The flamboyant filmmaker Romaine Fielding. Illustration by Rick Geary.



The flamboyant filmmaker leased the entire Plaza Hotel in 1913. The west wall still bears the remnants of his brief rebrand, “Hotel Romaine.” The first airplane in the area did aerial stunts in one of the movies he made all around town, most of which are lost to the ages.


In the three years leading up to the hotel’s opening, Las Vegas had become a notoriously lawless town, dubbed the “Wildest of the Wild West.” Heavy hitters who passed through and made their mark include saloon keeper and crime boss Vicente Silva, Pat Garrett, Billy the Kid, and Doc Holliday, who arrived just ahead of the railroad and briefly operated a dental practice before he ditched it to open a saloon and gambling hall. (He also committed at least one murder during his stay.) Robert Ford, fresh from assassinating Jesse James and bragging about the deed to anyone who’d listen, ran a bar on Bridge Street before he fled to Cerrillos, having been humiliated in a shooting contest. The group that built the Plaza Hotel hoped the imposing new “Belle of the Southwest,” as the lodgings were known throughout the Territory, might establish some order and grace upon the place.

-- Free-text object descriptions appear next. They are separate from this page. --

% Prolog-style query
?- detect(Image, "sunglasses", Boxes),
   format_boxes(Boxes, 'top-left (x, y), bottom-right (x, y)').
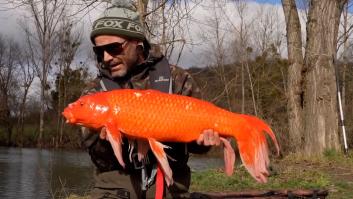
top-left (93, 41), bottom-right (127, 61)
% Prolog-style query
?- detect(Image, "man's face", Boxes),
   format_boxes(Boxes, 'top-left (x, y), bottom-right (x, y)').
top-left (94, 35), bottom-right (140, 78)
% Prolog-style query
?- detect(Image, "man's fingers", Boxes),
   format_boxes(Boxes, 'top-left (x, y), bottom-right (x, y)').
top-left (202, 130), bottom-right (208, 146)
top-left (196, 134), bottom-right (204, 145)
top-left (198, 129), bottom-right (221, 146)
top-left (204, 130), bottom-right (213, 146)
top-left (196, 129), bottom-right (222, 146)
top-left (214, 132), bottom-right (220, 146)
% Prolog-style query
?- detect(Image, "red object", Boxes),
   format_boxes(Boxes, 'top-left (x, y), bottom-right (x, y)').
top-left (155, 164), bottom-right (164, 199)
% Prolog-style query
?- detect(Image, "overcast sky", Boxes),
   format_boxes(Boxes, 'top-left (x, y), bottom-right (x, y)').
top-left (0, 0), bottom-right (286, 70)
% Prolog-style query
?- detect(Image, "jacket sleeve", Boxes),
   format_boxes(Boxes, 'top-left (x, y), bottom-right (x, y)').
top-left (171, 66), bottom-right (211, 154)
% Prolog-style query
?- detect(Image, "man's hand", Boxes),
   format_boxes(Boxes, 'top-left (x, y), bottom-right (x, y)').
top-left (196, 129), bottom-right (221, 146)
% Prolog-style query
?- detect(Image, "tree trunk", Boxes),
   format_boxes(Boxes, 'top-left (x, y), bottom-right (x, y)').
top-left (38, 85), bottom-right (45, 147)
top-left (282, 0), bottom-right (304, 152)
top-left (56, 64), bottom-right (63, 148)
top-left (137, 0), bottom-right (149, 35)
top-left (23, 0), bottom-right (67, 148)
top-left (341, 1), bottom-right (349, 112)
top-left (245, 59), bottom-right (257, 116)
top-left (3, 98), bottom-right (12, 146)
top-left (17, 88), bottom-right (30, 147)
top-left (7, 125), bottom-right (12, 146)
top-left (302, 0), bottom-right (346, 155)
top-left (161, 0), bottom-right (167, 54)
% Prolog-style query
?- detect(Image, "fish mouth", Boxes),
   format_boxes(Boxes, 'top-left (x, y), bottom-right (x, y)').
top-left (62, 111), bottom-right (76, 123)
top-left (62, 110), bottom-right (100, 128)
top-left (66, 119), bottom-right (76, 124)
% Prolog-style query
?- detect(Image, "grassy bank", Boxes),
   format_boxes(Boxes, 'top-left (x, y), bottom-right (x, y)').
top-left (191, 150), bottom-right (353, 199)
top-left (67, 150), bottom-right (353, 199)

Elmo Baca, who bought and renovated an 1884 Italianate storefront (now the Indigo Theater) on Bridge Street in 1980, says the red-brick Plaza Hotel is inspired by the kind of palazzo you see in Florence, Italy. With few trained American architects in the years following the Civil War, “the Victorian era was characterized by an eclectic mixture,” he says. In replacing the previous two-story Territorial-style adobe Las Vegas Hotel, architect Charles Wheelock looked to Europe for inspiration, outfitting the state-of-the-art landmark with cast-iron columns, window pediments, and a commandingly ornamental broken pediment that crowns the roof.

Las Vegas architecture. Illustration by Rick Geary.

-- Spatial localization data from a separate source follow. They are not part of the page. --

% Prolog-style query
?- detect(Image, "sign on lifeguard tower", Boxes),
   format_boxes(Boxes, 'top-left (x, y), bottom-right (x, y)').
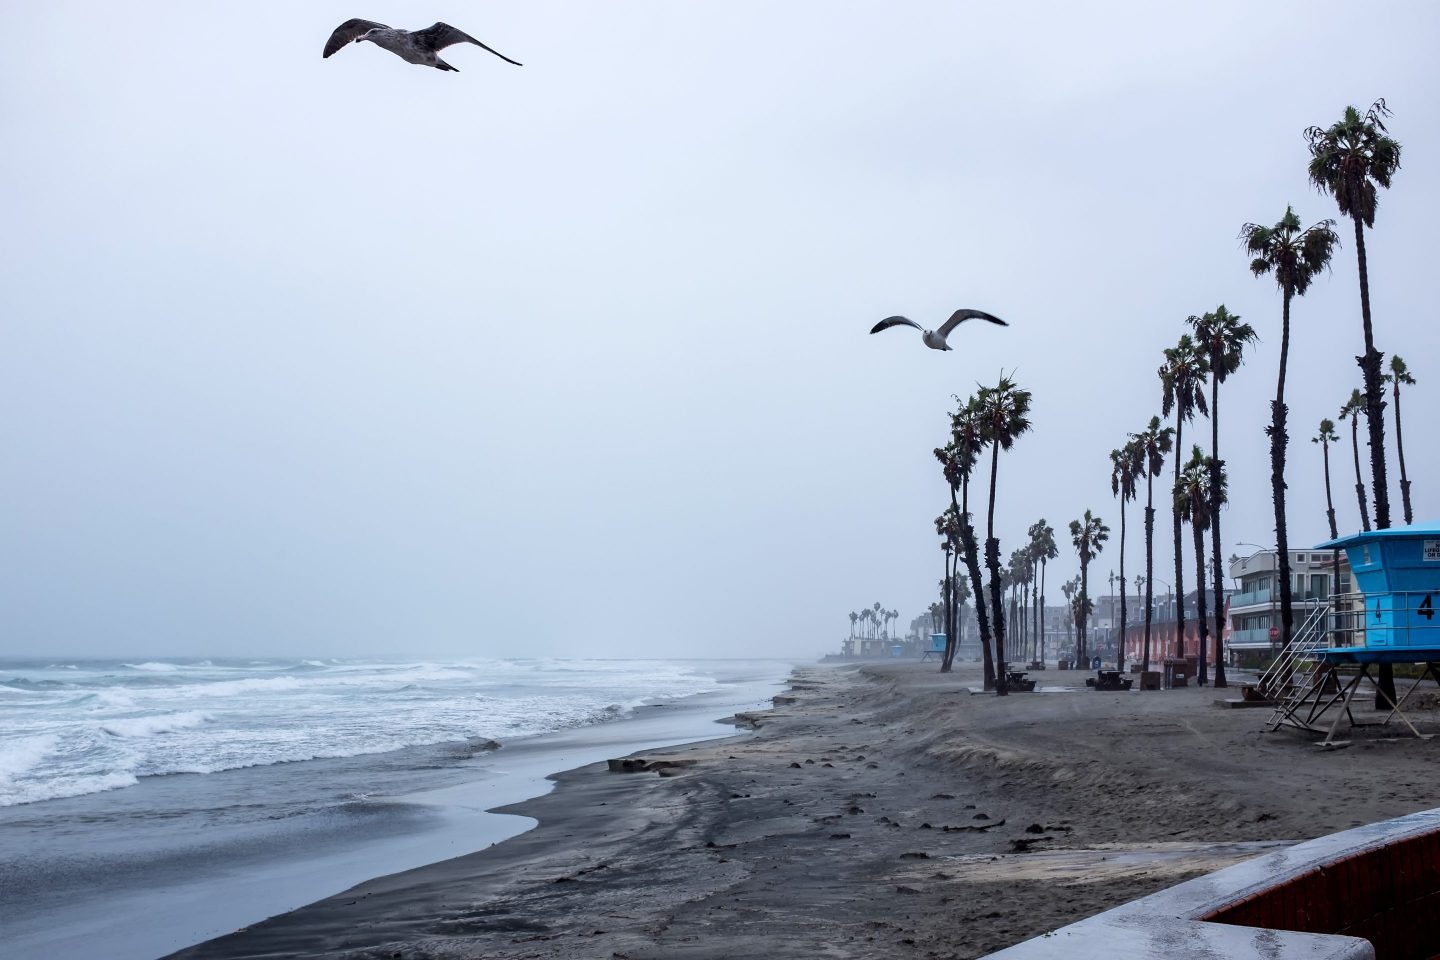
top-left (1322, 523), bottom-right (1440, 655)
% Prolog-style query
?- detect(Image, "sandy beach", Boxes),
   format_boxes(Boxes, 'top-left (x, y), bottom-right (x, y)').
top-left (167, 661), bottom-right (1440, 960)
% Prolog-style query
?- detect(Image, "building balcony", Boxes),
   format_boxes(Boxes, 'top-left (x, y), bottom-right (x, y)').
top-left (1228, 589), bottom-right (1330, 611)
top-left (1229, 588), bottom-right (1273, 609)
top-left (1229, 627), bottom-right (1277, 649)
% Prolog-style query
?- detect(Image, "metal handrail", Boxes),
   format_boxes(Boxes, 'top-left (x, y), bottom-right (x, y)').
top-left (1262, 602), bottom-right (1332, 729)
top-left (1256, 600), bottom-right (1328, 697)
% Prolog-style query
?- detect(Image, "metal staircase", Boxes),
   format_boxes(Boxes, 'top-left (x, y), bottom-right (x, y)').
top-left (1262, 601), bottom-right (1332, 732)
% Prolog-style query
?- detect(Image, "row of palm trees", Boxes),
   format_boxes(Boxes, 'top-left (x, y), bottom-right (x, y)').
top-left (1254, 99), bottom-right (1409, 704)
top-left (1088, 99), bottom-right (1410, 693)
top-left (1100, 303), bottom-right (1256, 688)
top-left (1319, 356), bottom-right (1420, 535)
top-left (920, 101), bottom-right (1415, 695)
top-left (847, 603), bottom-right (900, 640)
top-left (933, 375), bottom-right (1033, 693)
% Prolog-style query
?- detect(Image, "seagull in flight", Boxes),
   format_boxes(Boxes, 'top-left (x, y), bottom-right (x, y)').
top-left (869, 309), bottom-right (1007, 351)
top-left (323, 19), bottom-right (523, 71)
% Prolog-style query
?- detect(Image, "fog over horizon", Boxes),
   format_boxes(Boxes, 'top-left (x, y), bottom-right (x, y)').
top-left (3, 2), bottom-right (1437, 661)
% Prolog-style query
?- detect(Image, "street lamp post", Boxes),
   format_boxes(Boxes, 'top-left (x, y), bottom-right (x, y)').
top-left (1108, 570), bottom-right (1117, 664)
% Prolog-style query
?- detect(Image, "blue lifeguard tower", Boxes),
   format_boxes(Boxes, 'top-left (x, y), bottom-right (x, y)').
top-left (920, 632), bottom-right (947, 662)
top-left (1266, 522), bottom-right (1440, 745)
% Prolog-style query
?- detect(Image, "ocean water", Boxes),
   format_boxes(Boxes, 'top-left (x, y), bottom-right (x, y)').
top-left (0, 656), bottom-right (791, 960)
top-left (0, 657), bottom-right (723, 807)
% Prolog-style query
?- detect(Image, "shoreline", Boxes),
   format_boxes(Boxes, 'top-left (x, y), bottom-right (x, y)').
top-left (166, 660), bottom-right (1440, 959)
top-left (4, 662), bottom-right (796, 960)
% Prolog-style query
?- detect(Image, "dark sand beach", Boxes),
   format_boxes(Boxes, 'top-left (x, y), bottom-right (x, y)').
top-left (169, 661), bottom-right (1440, 959)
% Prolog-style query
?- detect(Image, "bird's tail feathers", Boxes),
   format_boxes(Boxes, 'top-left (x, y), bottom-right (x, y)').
top-left (436, 60), bottom-right (459, 72)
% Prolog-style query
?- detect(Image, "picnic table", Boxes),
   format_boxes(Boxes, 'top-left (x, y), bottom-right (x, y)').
top-left (1005, 670), bottom-right (1037, 692)
top-left (1087, 669), bottom-right (1133, 692)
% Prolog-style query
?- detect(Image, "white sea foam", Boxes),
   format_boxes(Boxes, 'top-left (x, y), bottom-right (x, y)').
top-left (86, 688), bottom-right (138, 710)
top-left (0, 656), bottom-right (733, 807)
top-left (101, 711), bottom-right (213, 738)
top-left (173, 676), bottom-right (305, 698)
top-left (1, 770), bottom-right (139, 806)
top-left (0, 734), bottom-right (57, 784)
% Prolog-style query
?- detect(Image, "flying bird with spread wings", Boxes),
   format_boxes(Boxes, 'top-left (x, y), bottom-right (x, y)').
top-left (322, 19), bottom-right (523, 72)
top-left (869, 309), bottom-right (1007, 351)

The white triangular ornament that soars at two angles over the Plaza Hotel is found in classical architecture and its influences.


GERMAN IMMIGRANT CHARLES ILFELD’S ambitious three-tiered Great Emporium—one of the West’s very first department stores—went up quickly beside the Plaza Hotel. The new brownstone replaced Ilfeld’s adobe business on the north side of the plaza, and its sales floors offered customers everything from groceries to dresses to carpet.

The dignified sandstone walls and brownstone details are complemented by plate-glass display windows and bracketed hood windows above. In 1890, the building was enlarged with five additional bays. Harvey Kaplan, a member of the state Historic Preservation Division, says the Ilfeld Building has weathered the past 139 years better than brownstones like it in the East. “The first time I looked at it up close, I was stunned because it still has chisel marks from the mason who cut the stone.”

Charles Ilfeld illustration by Rick Geary.



When the German-Jewish immigrant arrived in New Mexico in 1865, he’s said to have had only five dollars to his name. Less than 10 years later, the merchant led the largest mercantile company in
the region.


The two buildings sat empty for much of the late 20th century before they  were renovated and reopened. At this year’s Fiestas de Las Vegas, in July, the fraternal Victorian buildings loomed as dual sentries over a dancing hometown crowd in Plaza Park.

Kaplan considers even the buildings’ past neglect to be part of their triumph. “When the economic climate drops in a place, sometimes there’s no urban renewal money to tear buildings down,” he explains. “They may be boarded up, but they’re still there. Then you get these incredible survival stories, just like in Las Vegas.”

Read more: A former home for Harvey Girls, the Rawlins Building has a new life as upscale apartments and retail space.

Las Vegas Ilfeld Building architecture. Illustration by Rick Geary.



The Ilfeld Building’s ornamental stone-lion cornices stick out above its windows, throwing rainwater clear.